Originally a figurative painter, Sarah’s work has moved between abstraction and figuration, creating a space in which she, as well as the viewer, may discover more about who, or what, we are – emotionally, psychologically, spiritually, and physically. Sarah sees her work as a space for connection – within and between ourselves.
As Sarah’s spiritual and creative journey has progressed, Sarah has found herself less interested in theme, or a particular subject matter, and, more, in the process of mark making and creativity itself. Painting for Sarah is about the experience of painting – a physical experience that helps her to engage with and understand herself as a physical body able to experience, connect with and create other physical things.
Recent works explore the process of revealing and concealing – both text and herself. In the process, she posits the question – where can, or do, the universal and personal meet? Is it in the general, the abstract, or in a feeling taken out of a personal, or narrative, context?
And there is another question implicit in her process – what we are looking for? From childhood games of hide-and-seek, to life-long adult quests to deepen knowledge and understanding, we are programmed to ask questions, to seek, understand, and discover… To make “progess” perhaps. In her work, Sarah asks what this actually means for each of us – what are we each really looking for. Would knowledge of the whole of the text- the whole story – be the answer, be fulfilling, or somehow satisfying?
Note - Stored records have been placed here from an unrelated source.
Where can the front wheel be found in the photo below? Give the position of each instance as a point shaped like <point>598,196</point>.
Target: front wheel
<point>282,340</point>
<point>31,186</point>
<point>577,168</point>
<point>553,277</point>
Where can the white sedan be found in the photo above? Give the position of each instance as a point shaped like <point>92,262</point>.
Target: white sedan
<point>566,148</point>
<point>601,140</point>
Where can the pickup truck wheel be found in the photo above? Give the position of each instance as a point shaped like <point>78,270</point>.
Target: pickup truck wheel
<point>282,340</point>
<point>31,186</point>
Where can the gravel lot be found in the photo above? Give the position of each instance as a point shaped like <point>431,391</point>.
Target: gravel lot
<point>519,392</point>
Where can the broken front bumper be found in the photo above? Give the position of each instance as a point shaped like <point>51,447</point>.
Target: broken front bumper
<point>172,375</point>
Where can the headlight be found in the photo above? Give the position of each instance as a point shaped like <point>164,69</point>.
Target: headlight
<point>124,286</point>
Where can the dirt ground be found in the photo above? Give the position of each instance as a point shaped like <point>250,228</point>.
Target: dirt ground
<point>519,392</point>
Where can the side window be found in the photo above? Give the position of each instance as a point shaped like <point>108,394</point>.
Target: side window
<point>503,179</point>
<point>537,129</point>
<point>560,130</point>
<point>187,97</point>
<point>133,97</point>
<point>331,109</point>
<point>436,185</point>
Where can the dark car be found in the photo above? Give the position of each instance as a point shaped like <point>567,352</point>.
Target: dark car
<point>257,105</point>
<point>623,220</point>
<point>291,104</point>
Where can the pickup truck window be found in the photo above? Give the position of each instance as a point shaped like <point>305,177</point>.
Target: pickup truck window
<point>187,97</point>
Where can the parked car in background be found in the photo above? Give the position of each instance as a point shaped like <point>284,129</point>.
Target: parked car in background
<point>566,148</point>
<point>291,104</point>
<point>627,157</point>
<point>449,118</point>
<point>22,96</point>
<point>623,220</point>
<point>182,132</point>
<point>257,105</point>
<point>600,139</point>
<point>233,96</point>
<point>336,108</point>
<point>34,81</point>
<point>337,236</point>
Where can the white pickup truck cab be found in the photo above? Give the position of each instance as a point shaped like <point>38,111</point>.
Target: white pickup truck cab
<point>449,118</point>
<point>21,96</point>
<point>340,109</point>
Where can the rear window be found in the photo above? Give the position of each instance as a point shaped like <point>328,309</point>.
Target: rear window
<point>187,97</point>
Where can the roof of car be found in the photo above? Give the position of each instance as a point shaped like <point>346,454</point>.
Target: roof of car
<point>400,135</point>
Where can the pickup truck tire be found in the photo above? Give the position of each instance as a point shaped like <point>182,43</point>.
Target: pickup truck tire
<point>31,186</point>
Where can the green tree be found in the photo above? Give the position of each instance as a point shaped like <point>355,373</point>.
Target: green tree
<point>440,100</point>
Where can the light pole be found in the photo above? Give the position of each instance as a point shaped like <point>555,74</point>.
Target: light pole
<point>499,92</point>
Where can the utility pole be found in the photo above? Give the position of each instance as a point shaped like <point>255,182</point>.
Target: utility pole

Or do we enjoy the not-knowing?
Sarah’s work has been influenced, at various points to different degrees, by the Abstract-Expressionists and the Neo-Expressionists (most recently Cy Twombly and Mark Rothko) and, consistently, by the Chinese Scholar-painters of the 10th-13th centuries.
Sarah trained at the Motley School of Theatre Design and at Hertfordshire University, having read Social Anthropology at Cambridge University. She is based in London.